Perhaps a different question, and I believe a better question, is “Why didn’t you bring charges of sexual harassment immediately after you left the EEOC?” To understand the muteness of my response, one must
understand that I wanted most of all for the behavior to stop. That was my chief objective throughout. I found a way to make that happen by removing myself from the situation. Even in hindsight I am convinced that there was no way to stop the harassment decisively except by leaving. What were the precedents? There was a woman in the District of Columbia who sued Department of Corrections officials for harassment she experienced in the late 1970s. She is still attempting to obtain relief for her harm despite the fact that she won her suit years ago. I also recall one of the very first sexual harassment lawsuits ever filed. The woman involved in this case, Paulette Barnes, was an African American suing her supervisor in the Environmental Protection Agency, complaining that he stripped her of all job responsibilities after she rejected his sexual advances, ultimately abolishing her position altogether. I know of a third woman whose career as a doctor was stalled for over ten years because as a resident she complained about a doctor’s harassment. I also know of countless women who changed college majors or professional careers and sometimes even relocated to other cities in lieu of confronting their harassers.
These were my options. I assessed the situation and chose not to file a complaint. I had every right to make that choice. And until society is willing to accept the validity of claims of harassment, no matter how privileged or powerful the harasser, it is a choice women will continue to make. I do not believe that in the early 1980s I lived and worked in a society, either in Washington or in Tulsa, that would have supported my right to raise a claim of harassment against the head of the EEOC. And given the state of the law and what occurred in 1991, I do not believe that a complaint would have stopped what was happening.

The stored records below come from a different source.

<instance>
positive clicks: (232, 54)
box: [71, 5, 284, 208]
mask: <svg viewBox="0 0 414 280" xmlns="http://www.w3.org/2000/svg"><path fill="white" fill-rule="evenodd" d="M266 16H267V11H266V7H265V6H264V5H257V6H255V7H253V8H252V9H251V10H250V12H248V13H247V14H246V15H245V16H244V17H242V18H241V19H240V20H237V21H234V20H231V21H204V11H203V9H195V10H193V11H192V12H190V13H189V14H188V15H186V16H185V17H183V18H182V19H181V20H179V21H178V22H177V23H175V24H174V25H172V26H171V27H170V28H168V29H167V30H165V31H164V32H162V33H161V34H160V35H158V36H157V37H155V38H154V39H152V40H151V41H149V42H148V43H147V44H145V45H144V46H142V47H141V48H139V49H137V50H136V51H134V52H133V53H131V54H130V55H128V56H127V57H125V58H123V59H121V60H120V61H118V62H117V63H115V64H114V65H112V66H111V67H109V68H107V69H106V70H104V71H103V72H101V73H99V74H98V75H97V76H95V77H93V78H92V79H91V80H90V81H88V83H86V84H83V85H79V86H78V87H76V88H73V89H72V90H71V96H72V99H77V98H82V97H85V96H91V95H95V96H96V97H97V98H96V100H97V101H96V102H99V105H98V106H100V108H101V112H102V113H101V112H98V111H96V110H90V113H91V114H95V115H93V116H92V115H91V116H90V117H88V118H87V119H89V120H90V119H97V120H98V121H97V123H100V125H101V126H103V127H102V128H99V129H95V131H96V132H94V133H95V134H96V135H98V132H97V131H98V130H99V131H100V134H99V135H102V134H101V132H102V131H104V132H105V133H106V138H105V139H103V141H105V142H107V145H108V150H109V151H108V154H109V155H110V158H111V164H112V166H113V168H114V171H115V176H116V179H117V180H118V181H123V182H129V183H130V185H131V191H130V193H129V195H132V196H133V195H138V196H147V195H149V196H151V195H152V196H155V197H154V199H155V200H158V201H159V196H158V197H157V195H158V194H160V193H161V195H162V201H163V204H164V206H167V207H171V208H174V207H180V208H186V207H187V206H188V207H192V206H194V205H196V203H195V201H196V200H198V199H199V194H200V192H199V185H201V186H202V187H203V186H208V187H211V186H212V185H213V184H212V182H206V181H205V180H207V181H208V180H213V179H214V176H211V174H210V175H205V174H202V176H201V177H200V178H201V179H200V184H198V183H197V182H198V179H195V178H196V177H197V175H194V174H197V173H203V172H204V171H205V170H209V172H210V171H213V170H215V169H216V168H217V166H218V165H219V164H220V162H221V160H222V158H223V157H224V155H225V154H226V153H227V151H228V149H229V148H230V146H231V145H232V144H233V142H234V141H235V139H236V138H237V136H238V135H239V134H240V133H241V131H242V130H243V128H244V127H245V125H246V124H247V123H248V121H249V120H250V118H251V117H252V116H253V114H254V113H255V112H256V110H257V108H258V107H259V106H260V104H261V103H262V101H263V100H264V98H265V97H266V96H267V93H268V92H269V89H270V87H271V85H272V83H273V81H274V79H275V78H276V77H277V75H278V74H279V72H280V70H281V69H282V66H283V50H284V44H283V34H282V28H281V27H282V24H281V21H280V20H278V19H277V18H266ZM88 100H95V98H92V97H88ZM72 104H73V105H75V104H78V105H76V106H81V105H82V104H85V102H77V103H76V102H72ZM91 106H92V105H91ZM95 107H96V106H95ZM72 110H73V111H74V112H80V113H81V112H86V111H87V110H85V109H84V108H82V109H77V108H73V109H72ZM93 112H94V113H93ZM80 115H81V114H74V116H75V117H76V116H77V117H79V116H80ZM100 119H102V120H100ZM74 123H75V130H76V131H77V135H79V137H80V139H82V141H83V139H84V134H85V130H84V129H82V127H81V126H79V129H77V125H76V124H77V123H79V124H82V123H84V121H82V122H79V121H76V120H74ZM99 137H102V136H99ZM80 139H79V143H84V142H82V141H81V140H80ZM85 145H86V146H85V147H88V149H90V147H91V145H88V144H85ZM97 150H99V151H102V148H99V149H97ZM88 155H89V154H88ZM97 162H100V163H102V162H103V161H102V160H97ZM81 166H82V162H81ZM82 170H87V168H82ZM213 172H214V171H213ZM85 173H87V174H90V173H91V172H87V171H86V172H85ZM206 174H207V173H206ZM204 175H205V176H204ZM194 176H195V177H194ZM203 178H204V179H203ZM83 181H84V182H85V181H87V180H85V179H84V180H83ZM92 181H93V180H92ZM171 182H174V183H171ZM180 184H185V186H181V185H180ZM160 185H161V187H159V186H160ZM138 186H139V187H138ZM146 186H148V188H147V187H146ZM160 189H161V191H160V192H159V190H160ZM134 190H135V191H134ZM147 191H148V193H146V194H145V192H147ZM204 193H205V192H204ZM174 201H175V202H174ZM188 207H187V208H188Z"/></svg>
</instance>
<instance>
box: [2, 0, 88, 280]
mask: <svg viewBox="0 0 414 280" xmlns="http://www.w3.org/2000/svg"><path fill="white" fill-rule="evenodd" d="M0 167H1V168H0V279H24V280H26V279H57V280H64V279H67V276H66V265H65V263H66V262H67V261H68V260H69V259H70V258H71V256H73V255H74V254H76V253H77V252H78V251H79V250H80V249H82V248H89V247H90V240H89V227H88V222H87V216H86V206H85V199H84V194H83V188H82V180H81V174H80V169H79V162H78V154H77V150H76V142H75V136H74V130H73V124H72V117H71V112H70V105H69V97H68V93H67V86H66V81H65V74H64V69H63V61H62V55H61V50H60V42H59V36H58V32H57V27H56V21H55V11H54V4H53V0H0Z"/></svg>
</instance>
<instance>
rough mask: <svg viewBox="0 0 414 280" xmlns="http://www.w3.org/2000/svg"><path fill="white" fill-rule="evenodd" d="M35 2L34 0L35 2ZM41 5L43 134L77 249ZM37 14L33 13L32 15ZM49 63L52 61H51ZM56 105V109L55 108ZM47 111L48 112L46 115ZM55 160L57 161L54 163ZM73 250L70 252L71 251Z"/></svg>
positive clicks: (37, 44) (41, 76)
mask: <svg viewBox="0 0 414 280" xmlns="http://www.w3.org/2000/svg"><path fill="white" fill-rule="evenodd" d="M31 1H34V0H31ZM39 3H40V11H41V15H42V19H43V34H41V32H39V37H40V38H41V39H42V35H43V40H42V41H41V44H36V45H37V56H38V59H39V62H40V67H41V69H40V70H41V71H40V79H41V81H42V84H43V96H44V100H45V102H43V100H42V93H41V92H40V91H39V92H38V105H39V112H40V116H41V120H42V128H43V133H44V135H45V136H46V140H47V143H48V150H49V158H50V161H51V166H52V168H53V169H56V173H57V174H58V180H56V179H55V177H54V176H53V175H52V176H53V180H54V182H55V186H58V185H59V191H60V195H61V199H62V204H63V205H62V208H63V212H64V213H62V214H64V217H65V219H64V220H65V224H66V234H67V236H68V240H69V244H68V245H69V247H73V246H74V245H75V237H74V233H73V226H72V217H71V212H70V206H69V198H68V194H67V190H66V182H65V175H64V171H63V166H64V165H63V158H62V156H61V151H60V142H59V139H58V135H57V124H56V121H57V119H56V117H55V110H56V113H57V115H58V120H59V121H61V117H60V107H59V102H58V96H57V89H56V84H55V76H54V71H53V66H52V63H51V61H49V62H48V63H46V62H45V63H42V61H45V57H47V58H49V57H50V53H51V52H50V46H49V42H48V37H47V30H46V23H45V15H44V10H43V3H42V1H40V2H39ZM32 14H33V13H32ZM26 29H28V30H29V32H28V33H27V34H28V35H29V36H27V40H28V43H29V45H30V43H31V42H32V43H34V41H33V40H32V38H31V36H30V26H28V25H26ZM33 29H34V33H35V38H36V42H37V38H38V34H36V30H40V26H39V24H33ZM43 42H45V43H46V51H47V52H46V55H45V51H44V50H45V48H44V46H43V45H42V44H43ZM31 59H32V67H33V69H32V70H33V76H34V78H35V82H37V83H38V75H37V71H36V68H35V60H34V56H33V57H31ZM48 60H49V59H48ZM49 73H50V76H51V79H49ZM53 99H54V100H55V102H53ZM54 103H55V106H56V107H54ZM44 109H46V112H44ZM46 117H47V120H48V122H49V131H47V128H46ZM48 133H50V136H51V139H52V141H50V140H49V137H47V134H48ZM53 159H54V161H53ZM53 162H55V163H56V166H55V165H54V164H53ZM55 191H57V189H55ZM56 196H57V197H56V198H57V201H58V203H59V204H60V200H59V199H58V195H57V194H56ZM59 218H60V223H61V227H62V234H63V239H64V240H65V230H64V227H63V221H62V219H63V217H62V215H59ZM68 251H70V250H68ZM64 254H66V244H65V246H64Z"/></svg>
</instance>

For years I made the choice to remain silent about my experience and to push on in my life. I made that choice, like many other women, because I thought that it was my only choice. Even today most women choose to keep to themselves the slights, innuendos, harassment, and abuse they experience—because they are women. I hear from former students, now young lawyers working with seasoned professionals and struggling to maintain their dignity and their jobs in this kind of ongoing balancing act. I hear
from middle-aged and older women who believe that their silence has allowed them to survive both economically and socially. In the world according to Senator DeConcini, all these women are sorely lacking in gumption. Yet they function in a world that encourages them to question their own reaction and to stop being “so sensitive” to the pain of their experiences. That alone takes a lot of gumption.
DeConcini also misrepresented the sequence of events that led to my statement to the Senate. No one contests that my first contact with the Senate came at the initiation of Senate staffers; it was a point I sought to stress at the press conference and one that was not debatable. Therefore, not only did I not make a call to the Senate and say that I wanted to complain, but there was never any anonymity. The Senate staffers called me and thus always had my name and my location. By the time of the hearings they had ample information about my background. Even Senator Simpson, in a rare display of probity on the matter, allowed that at least some Democrats on the committee had my name as early as September 23.